Bayes Factors

Bayesian Statistics

bayes-factor

model-comparison

marginal-likelihood

Ratio of marginal likelihoods under two models, the Bayesian analogue of a likelihood-ratio test

Published

April 17, 2026

Introduction

A Bayes factor compares two models by the ratio of how plausible the observed data are under each, after integrating over the parameters of each model with respect to its prior. It is the Bayesian counterpart of a likelihood-ratio test, but it carries a richer interpretation: rather than rejecting or failing to reject a null, it returns a continuous strength-of-evidence measure that can equally support the null model when the data are inconsistent with the alternative. This symmetry — quantifying support for either side — is one of the main reasons Bayes factors recur in applied work where “no effect” is itself a substantively interesting conclusion.

Prerequisites

A working understanding of Bayes’ theorem, the role of the marginal likelihood (evidence) in Bayesian inference, and the difference between point-null and composite hypotheses.

Theory

For two models \(M_0\) and \(M_1\) with parameter vectors \(\theta_0\) and \(\theta_1\) and priors \(p(\theta_0 \mid M_0)\) and \(p(\theta_1 \mid M_1)\), the Bayes factor in favour of \(M_1\) is

\[\mathrm{BF}_{10} = \frac{p(y \mid M_1)}{p(y \mid M_0)} = \frac{\int p(y \mid \theta_1, M_1) p(\theta_1 \mid M_1) \, \mathrm d \theta_1}{\int p(y \mid \theta_0, M_0) p(\theta_0 \mid M_0) \, \mathrm d \theta_0}.\]

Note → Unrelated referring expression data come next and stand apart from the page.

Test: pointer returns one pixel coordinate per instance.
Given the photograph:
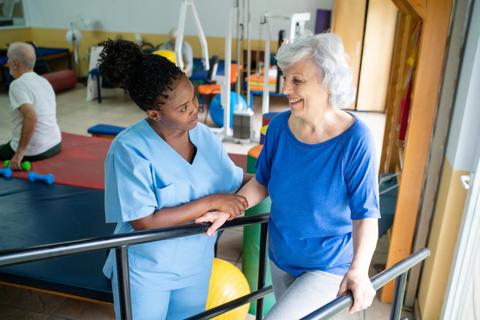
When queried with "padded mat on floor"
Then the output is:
(80, 163)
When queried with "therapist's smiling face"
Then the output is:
(180, 110)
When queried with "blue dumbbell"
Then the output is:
(6, 173)
(47, 178)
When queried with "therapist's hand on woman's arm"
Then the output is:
(231, 204)
(365, 235)
(252, 191)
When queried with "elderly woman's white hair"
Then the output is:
(326, 50)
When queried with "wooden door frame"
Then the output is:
(435, 15)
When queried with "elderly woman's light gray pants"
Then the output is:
(297, 297)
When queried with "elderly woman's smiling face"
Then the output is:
(303, 85)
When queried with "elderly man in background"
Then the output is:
(35, 132)
(187, 53)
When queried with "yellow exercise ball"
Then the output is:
(170, 55)
(227, 283)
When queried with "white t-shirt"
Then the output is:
(30, 88)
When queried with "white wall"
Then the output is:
(156, 16)
(464, 138)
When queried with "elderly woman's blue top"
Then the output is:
(316, 191)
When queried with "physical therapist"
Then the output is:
(165, 170)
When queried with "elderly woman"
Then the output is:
(318, 166)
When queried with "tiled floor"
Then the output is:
(75, 115)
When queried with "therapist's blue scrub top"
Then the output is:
(143, 174)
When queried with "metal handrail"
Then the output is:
(15, 256)
(342, 303)
(121, 242)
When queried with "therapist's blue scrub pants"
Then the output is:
(158, 304)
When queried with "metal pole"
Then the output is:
(399, 293)
(266, 69)
(228, 132)
(249, 51)
(238, 87)
(261, 268)
(123, 282)
(342, 303)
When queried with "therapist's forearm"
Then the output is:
(253, 191)
(175, 216)
(365, 236)
(188, 212)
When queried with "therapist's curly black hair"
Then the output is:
(148, 78)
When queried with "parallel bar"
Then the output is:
(342, 303)
(232, 304)
(123, 282)
(261, 268)
(399, 294)
(20, 255)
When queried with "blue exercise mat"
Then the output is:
(33, 214)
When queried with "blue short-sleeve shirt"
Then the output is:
(144, 174)
(316, 191)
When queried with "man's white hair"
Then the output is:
(23, 53)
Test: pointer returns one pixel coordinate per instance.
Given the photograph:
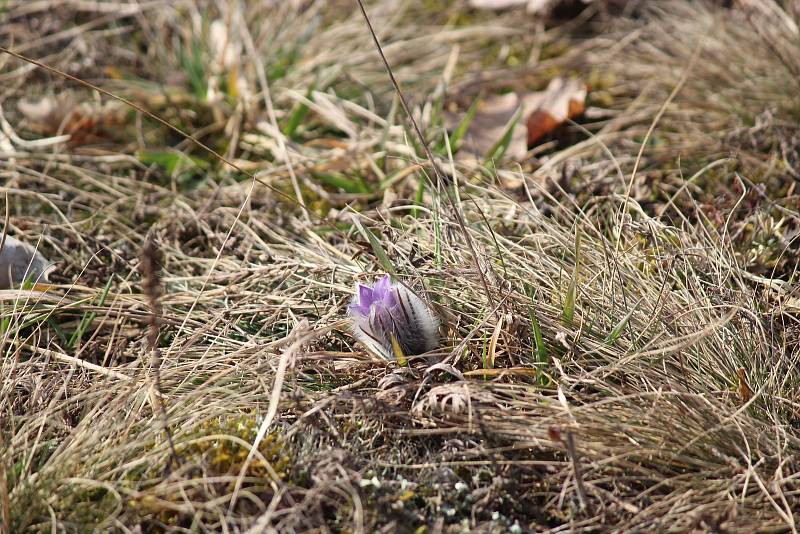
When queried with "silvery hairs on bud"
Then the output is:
(392, 321)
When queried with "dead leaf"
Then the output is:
(542, 112)
(533, 7)
(20, 261)
(83, 122)
(561, 101)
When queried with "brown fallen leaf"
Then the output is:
(541, 112)
(20, 261)
(561, 101)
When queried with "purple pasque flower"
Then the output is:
(392, 321)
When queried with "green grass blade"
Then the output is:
(377, 248)
(460, 131)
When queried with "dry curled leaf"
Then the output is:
(531, 6)
(561, 101)
(19, 262)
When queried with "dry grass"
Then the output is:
(663, 395)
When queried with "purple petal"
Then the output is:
(366, 295)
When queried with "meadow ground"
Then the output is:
(619, 306)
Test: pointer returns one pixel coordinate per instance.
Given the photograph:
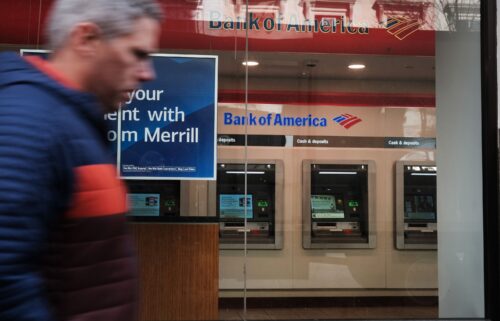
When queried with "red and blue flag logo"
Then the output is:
(402, 27)
(347, 120)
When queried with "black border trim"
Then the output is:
(489, 107)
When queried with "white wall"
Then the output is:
(459, 179)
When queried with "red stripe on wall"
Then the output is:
(98, 192)
(23, 23)
(328, 98)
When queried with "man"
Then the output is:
(64, 250)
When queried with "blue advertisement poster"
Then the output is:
(168, 127)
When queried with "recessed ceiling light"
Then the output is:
(356, 66)
(250, 63)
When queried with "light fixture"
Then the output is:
(337, 173)
(356, 66)
(250, 63)
(423, 174)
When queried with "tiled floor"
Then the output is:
(331, 313)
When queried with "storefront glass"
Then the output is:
(348, 153)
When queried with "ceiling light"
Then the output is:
(356, 66)
(250, 63)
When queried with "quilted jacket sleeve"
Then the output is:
(27, 198)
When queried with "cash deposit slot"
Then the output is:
(149, 198)
(416, 216)
(337, 205)
(262, 204)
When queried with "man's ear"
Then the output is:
(85, 38)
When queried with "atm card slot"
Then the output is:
(420, 227)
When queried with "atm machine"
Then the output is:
(338, 204)
(416, 215)
(153, 199)
(261, 203)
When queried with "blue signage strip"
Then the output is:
(168, 127)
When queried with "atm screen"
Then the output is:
(327, 206)
(233, 206)
(420, 207)
(142, 204)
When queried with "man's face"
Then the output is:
(122, 63)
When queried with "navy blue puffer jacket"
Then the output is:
(65, 253)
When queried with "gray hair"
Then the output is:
(114, 17)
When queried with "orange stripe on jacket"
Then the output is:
(47, 68)
(98, 192)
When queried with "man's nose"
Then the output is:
(146, 72)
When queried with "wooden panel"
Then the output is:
(179, 271)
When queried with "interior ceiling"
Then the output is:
(326, 66)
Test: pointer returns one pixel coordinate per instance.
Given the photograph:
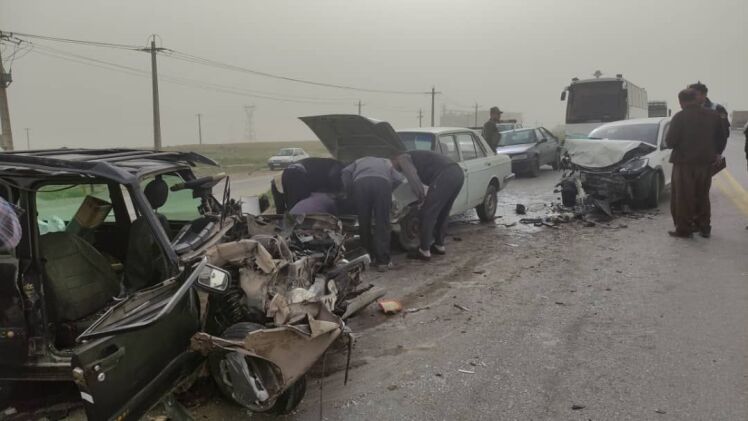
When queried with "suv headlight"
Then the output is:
(635, 166)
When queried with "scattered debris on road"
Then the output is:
(463, 308)
(390, 306)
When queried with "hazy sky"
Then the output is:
(518, 54)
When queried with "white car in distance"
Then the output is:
(286, 157)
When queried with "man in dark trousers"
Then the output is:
(309, 175)
(444, 178)
(696, 136)
(490, 131)
(369, 181)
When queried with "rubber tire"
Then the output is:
(409, 235)
(556, 164)
(284, 404)
(652, 201)
(534, 170)
(486, 213)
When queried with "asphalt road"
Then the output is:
(614, 321)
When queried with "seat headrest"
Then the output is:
(157, 191)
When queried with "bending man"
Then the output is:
(444, 178)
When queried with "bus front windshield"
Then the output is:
(596, 102)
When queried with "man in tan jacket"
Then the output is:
(695, 136)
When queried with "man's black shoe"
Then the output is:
(679, 234)
(418, 255)
(440, 250)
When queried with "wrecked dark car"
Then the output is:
(621, 162)
(131, 276)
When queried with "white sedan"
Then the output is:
(349, 137)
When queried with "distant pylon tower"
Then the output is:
(249, 128)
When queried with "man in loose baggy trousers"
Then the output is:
(697, 139)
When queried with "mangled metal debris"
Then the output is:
(296, 287)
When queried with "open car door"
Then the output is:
(136, 352)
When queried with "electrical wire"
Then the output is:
(206, 62)
(7, 34)
(178, 55)
(193, 83)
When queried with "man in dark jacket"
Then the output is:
(444, 178)
(309, 175)
(697, 139)
(369, 182)
(702, 97)
(490, 131)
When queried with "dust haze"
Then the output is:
(515, 54)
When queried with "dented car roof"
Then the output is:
(118, 164)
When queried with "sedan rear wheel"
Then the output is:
(487, 209)
(534, 167)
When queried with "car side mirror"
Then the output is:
(214, 279)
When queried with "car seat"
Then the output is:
(79, 280)
(145, 264)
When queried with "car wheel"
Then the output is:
(556, 164)
(487, 209)
(283, 404)
(655, 191)
(409, 236)
(6, 388)
(534, 168)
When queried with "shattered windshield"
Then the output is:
(596, 102)
(417, 141)
(517, 137)
(642, 132)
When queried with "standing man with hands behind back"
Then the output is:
(696, 136)
(490, 131)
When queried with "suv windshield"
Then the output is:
(517, 137)
(642, 132)
(417, 141)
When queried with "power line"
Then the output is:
(7, 34)
(199, 60)
(192, 83)
(207, 62)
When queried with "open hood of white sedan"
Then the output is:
(349, 137)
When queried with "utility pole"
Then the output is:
(249, 129)
(433, 101)
(154, 79)
(199, 128)
(6, 137)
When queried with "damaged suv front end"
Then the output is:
(256, 300)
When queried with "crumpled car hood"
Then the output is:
(601, 153)
(514, 149)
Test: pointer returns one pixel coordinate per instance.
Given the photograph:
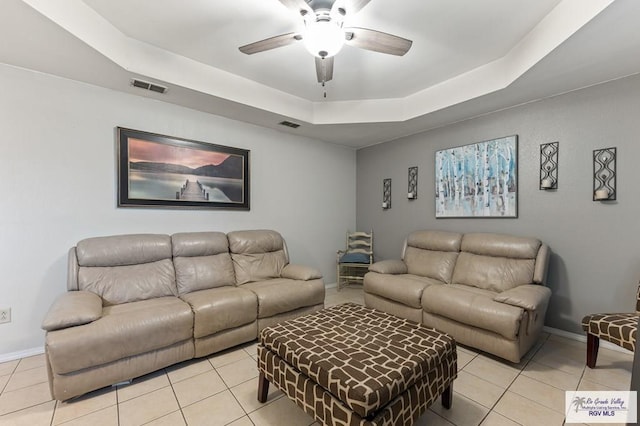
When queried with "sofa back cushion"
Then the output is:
(257, 255)
(202, 261)
(496, 262)
(432, 254)
(126, 268)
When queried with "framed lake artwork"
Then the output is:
(478, 180)
(169, 172)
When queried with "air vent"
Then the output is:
(148, 86)
(289, 124)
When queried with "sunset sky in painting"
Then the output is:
(141, 150)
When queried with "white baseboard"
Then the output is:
(583, 338)
(12, 356)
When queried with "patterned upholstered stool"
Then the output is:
(352, 365)
(620, 329)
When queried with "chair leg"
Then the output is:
(447, 397)
(593, 343)
(263, 387)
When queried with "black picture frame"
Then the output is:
(169, 172)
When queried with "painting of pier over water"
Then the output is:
(157, 170)
(478, 180)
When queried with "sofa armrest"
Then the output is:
(528, 296)
(390, 266)
(71, 309)
(300, 272)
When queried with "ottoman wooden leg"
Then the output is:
(263, 388)
(447, 397)
(593, 343)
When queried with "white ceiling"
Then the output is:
(468, 57)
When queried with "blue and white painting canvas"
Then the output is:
(478, 180)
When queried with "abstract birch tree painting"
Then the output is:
(478, 180)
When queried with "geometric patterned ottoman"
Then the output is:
(618, 328)
(352, 365)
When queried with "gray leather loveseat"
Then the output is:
(485, 290)
(139, 303)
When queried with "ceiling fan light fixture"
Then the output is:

Posterior odds equal the Bayes factor times the prior odds; under equal prior odds, the posterior probability of \(M_1\) is \(\mathrm{BF}_{10} / (\mathrm{BF}_{10} + 1)\). Jeffreys’ interpretive scale calls \(\mathrm{BF} > 3\) substantial, \(> 10\) strong, \(> 30\) very strong, and \(> 100\) decisive evidence; the same thresholds apply, mirrored, for evidence in favour of \(M_0\).

Assumptions

Both models are well-specified and proper priors are assigned to all parameters that differ between the two; improper priors leave the marginal likelihoods undefined up to an arbitrary constant and the Bayes factor inherits that indeterminacy. Numerical estimation must be stable — bridge sampling, Chib’s method, or Savage-Dickey ratios for nested models.

R Implementation

library(BayesFactor)

# Simple example: one-sample t-test equivalent
x <- rnorm(40, mean = 0.5, sd = 1)
ttestBF(x)

# Regression
data(mtcars)
full <- lmBF(mpg ~ wt + hp, data = mtcars)
reduced <- lmBF(mpg ~ wt, data = mtcars)
full / reduced

Output & Results

The BayesFactor package returns a Bayes factor with an estimated error percentage. For regression-type models the output also includes the implied posterior model probabilities; ratios of BFBayesFactor objects deliver pairwise comparisons directly.

Interpretation

A reporting sentence: “A default-prior \(t\)-test Bayes factor was \(\mathrm{BF}_{10} = 4.7\) (\(\pm 0.001 \%\)), interpreted as substantial evidence that the population mean differs from zero.” When reporting, always include the prior and (for BayesFactor) the prior scale parameter rscale; readers cannot otherwise judge how much of the evidence is data-driven versus prior-driven.

Practical Tips

Wider priors mechanically shift Bayes factors toward the null (Lindley–Bartlett paradox); a sensitivity analysis across at least two prior scales is mandatory for any Bayes-factor conclusion.
bridgesampling::bridge_sampler() works directly with brms and Stan fits; it is the most general way to compute marginal likelihoods for non-trivial models.
For nested null hypotheses, the Savage-Dickey density ratio is faster, more stable, and avoids marginal-likelihood estimation entirely.
Bayes factors near 1 are genuinely inconclusive; resist the temptation to declare evidence with \(\mathrm{BF} = 1.5\) in either direction.
Bayes factors are not a substitute for predictive performance; pair them with loo() when comparing models for prediction, since the two answer different questions.

R Packages Used

BayesFactor for default-prior tests and ANOVA / regression Bayes factors, bridgesampling for general marginal-likelihood estimation, bayestestR for tidy summaries that work with brms and rstanarm fits, and polspline for Savage-Dickey density estimation when the null is nested.